For those in religious communities, prayer, confession and meditation play a particularly prominent role in re-aligning ourselves with the divine. And letting timeless and ethereal truths percolate and shape us in a volatile and unstable world.

Speaking of ethereal matters, art also plays a curious role in awakening our senses to profound truths that connect us on a deeper level. Taylor shares an utterly delightful recorded conversation between Bjork and Arvo Part as they discuss his minimalist compositions.
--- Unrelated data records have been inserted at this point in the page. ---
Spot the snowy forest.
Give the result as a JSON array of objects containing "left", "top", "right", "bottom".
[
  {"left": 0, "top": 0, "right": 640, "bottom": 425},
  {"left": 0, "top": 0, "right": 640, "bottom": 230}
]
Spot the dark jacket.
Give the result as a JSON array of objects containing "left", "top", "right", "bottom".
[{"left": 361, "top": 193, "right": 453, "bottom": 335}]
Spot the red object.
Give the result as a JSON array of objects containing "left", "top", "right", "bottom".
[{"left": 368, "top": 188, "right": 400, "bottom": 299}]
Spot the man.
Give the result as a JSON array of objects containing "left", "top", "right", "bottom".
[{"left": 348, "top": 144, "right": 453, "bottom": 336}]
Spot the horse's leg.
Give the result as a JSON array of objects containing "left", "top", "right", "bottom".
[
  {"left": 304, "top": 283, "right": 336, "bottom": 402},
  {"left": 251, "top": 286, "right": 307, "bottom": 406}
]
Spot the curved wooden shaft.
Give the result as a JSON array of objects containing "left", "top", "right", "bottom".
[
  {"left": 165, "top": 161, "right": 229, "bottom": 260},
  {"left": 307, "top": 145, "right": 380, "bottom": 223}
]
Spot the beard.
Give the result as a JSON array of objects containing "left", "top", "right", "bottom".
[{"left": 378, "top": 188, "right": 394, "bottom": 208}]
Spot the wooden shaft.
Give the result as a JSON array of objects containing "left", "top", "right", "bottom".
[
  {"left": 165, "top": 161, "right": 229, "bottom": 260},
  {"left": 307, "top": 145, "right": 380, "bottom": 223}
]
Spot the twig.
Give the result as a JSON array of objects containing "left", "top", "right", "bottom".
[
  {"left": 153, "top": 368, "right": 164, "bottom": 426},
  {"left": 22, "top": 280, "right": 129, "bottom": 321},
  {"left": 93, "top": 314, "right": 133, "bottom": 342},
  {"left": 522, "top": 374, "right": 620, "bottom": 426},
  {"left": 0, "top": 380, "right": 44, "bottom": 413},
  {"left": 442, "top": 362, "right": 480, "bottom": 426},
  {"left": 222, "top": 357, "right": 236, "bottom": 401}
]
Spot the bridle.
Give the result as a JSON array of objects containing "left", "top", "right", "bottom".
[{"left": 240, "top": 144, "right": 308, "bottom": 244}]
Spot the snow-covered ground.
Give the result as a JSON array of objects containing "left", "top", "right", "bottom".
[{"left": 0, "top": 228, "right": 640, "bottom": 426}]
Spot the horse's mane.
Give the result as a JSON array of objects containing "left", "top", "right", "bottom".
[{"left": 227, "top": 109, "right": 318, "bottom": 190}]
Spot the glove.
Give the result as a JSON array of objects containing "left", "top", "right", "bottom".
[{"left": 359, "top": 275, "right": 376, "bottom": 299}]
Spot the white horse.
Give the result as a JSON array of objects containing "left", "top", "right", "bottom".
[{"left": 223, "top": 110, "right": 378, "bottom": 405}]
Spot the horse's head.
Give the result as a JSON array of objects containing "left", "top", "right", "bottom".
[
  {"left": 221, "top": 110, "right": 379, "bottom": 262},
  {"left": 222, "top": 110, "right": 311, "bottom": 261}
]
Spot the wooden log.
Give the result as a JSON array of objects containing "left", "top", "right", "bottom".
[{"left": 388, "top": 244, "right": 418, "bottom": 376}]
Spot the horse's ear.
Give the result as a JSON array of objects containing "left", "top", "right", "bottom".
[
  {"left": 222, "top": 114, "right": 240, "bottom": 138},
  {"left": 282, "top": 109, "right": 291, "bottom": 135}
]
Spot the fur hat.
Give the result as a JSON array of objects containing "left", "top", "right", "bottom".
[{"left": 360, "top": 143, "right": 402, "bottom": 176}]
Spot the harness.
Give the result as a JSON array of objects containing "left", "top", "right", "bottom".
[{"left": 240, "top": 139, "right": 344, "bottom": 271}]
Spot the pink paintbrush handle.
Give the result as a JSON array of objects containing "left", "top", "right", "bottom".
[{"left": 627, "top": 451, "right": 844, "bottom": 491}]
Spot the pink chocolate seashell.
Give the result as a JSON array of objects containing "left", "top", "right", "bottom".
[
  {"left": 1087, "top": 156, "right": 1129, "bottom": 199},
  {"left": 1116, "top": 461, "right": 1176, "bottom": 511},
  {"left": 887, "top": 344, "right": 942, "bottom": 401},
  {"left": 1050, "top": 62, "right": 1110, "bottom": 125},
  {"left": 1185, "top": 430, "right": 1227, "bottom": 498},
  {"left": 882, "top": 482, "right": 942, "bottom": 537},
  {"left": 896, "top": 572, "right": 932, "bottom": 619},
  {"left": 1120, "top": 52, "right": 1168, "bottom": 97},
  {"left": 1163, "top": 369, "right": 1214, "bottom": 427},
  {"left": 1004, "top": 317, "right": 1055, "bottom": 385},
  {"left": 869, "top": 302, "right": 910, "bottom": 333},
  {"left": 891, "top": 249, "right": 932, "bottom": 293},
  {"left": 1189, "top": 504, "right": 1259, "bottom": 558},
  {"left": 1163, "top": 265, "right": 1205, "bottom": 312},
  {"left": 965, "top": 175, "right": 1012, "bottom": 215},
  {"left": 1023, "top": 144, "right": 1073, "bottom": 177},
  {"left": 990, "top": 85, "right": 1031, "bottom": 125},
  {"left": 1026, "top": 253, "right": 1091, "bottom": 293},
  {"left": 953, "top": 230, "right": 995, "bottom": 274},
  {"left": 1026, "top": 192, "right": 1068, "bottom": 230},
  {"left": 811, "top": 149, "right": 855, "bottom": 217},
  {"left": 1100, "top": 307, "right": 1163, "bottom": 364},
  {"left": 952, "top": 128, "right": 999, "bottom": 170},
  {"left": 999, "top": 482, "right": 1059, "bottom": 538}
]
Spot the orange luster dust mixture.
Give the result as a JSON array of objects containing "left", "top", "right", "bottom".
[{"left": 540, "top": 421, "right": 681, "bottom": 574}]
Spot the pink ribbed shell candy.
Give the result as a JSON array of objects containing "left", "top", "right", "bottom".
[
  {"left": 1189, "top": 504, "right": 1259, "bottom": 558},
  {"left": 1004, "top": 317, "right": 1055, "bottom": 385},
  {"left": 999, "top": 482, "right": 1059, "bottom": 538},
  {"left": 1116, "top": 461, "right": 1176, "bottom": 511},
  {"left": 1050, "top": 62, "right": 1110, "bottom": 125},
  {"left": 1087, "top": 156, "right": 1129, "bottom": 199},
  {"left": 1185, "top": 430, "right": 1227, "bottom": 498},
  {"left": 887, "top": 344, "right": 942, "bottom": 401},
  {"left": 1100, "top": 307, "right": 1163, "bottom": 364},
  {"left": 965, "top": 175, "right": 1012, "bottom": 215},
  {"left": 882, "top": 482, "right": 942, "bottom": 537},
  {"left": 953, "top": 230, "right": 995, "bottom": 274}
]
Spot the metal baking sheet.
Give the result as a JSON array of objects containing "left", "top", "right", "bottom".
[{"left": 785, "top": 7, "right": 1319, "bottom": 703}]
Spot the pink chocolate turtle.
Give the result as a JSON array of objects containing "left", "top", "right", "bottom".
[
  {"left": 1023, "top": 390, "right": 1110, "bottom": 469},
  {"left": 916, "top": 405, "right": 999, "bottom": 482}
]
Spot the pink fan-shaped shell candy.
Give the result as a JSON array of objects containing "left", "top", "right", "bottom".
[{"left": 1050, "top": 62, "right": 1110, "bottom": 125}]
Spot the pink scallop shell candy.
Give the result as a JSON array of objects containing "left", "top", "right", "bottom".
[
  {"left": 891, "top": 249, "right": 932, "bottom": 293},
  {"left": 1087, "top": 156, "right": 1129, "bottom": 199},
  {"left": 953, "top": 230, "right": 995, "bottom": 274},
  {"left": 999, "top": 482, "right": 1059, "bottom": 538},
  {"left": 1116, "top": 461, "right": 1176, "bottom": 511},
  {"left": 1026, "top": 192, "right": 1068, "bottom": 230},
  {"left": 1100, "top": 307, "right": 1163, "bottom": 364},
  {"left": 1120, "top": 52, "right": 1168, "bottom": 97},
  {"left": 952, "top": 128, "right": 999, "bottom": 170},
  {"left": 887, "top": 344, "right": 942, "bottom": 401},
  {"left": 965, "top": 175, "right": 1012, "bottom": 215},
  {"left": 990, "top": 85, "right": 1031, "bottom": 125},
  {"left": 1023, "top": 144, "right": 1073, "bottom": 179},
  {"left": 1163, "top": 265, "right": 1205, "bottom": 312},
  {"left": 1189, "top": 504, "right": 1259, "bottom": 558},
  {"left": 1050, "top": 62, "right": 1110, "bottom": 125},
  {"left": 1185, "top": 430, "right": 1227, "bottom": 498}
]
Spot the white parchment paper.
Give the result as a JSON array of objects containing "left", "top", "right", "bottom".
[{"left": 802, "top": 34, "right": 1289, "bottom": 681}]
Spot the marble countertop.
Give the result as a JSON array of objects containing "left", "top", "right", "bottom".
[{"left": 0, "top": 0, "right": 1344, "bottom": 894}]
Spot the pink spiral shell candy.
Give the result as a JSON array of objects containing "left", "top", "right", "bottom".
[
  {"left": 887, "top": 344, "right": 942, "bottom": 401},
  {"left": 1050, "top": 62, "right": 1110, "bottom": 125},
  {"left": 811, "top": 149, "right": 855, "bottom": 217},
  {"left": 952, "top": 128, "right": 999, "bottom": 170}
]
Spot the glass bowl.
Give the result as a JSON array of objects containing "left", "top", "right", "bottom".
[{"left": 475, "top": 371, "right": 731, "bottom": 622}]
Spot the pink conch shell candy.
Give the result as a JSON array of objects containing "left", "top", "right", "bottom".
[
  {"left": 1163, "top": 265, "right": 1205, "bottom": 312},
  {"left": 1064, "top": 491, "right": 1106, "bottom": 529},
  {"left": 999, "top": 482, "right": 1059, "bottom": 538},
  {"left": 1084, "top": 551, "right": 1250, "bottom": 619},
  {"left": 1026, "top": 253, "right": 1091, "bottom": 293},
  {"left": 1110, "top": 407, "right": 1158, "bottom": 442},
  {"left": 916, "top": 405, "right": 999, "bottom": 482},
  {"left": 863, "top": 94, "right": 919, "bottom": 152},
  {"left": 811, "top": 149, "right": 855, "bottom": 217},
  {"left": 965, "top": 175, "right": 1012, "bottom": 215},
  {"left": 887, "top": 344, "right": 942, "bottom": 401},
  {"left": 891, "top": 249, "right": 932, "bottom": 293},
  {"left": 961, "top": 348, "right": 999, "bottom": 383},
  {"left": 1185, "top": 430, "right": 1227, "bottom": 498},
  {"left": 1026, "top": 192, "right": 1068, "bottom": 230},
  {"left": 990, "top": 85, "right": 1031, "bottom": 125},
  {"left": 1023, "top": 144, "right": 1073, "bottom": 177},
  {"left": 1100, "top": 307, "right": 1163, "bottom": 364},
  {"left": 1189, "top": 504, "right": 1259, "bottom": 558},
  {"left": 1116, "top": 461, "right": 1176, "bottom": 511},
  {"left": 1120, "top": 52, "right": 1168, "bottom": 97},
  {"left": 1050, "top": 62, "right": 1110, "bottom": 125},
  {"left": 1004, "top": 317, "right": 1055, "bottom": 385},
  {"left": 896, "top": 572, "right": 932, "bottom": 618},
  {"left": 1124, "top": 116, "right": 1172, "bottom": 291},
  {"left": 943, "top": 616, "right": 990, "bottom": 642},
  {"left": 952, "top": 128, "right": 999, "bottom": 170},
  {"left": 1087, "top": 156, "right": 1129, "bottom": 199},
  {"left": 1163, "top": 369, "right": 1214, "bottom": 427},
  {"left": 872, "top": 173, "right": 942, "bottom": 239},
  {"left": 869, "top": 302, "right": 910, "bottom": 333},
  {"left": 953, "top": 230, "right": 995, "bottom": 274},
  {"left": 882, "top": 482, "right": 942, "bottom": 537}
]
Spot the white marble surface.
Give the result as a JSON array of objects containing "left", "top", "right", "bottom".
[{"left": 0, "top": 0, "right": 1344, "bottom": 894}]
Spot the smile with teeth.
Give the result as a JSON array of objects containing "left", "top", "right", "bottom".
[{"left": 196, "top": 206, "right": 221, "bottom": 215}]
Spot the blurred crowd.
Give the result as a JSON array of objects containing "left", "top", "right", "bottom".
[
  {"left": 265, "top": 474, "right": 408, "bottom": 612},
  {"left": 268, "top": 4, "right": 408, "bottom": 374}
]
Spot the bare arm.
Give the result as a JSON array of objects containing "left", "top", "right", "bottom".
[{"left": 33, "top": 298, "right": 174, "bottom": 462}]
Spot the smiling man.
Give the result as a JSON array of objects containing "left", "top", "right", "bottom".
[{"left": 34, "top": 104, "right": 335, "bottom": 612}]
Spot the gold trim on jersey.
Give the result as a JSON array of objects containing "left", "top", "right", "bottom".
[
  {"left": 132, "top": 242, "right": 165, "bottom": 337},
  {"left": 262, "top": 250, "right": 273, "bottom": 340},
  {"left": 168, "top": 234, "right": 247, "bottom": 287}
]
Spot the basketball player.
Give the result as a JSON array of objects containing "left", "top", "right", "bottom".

Art often has the power to move us if we take the time to feel what it evokes. It can be done in solitude, but also in community. And when others feel the same feelings there’s a level of unity that can overcome all kinds of social and political differences that people often feel defined by.

So there’s hope in all this. And while loneliness was becoming a growing problem well before the pandemic hit, perhaps the tail end of Covid will bring the issue into sharper focus for all of us, and we can discover the tools together for a more connected world.

Maybe you’re hanging in there for the moment, getting by, but likely languishing. Maybe we’ve cultivated our own external version of the serene Japanese landscape, while an inner turmoil lurks beneath longing for deeper connection and answers in life. At Third Space we’d love to invite you to delve deeper into these conversations, and this Thursday night presents a great opportunity to do exactly that. Never More Connected, Never More Lonely will be livestreaming for free, with two short talks and some Q & A from Dr Natasha Moore and Dr Sam Chan. They’ll undoubtedly bring new and refreshing angles to the loneliness conversation, and we hope you’ll benefit from the evening with us.

Perhaps something can grow in the swamp after all.